Use influence instead of your title11 May 2011
What exactly is leadership? Can the job title of manager make you a leader, or is more needed to fit you for the role? A managerial title can sometimes give you a few benefits: authority, standing, and – depending on the organisation – varying degrees of credibility and input with peers and superiors. Yet, this doesn’t prepare you for actual dealings with your team.
Most would agree that authority is an important component of the management equation. After all, no manager could function adequately without it. Yet, authority is an interesting phenomenon since it’s more a state in which management functions than a tool it uses for influencing or compelling the cooperation of employees – or at least it should be.

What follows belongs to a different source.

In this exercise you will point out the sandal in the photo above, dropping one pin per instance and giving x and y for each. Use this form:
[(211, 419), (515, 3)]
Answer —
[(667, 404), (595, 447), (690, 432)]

Authority works best when used least! If you are manager who continually finds it necessary to call upon the authority of your position or title to keep people in line and make them more productive, you might want to rethink your strategy. You’d be better off developing the interpersonal skills that enable you to exert real influence on your team.
So, what’s the key here? To put it simply, the more “people skills” leaders possess, the less they need to use authority to get results. The factor that separates real leadership from mere management is learning and using the skills that inspire people to do the things you ask – i.e. the things that benefit the organisation – not because they’ll get into trouble if they don’t, or because they might get a poor evaluation at their next performance review, or even because they might be passed over for a raise or promotion – but simply because they want to.
What skills are so important for influencing your team to reach its full potential, making an almost-magical difference in employee attitude and transforming reticent and often uncooperative rebels into your most enthusiastic allies? The simple human traits we all crave in our dealings with others – traits like empathy, honesty, fairness and flexibility – which demonstrate respect for others and validate their worth. These transformational traits also include the ability to demonstrate our own humanity, to admit our mistakes, to model the behaviours we want to see in others and to be failure-tolerant by judging outcomes rather than individuals. These are the traits that build trust and foster an attitude of collaboration. These are the true measures of influence. They are the qualities that will make you a true leader.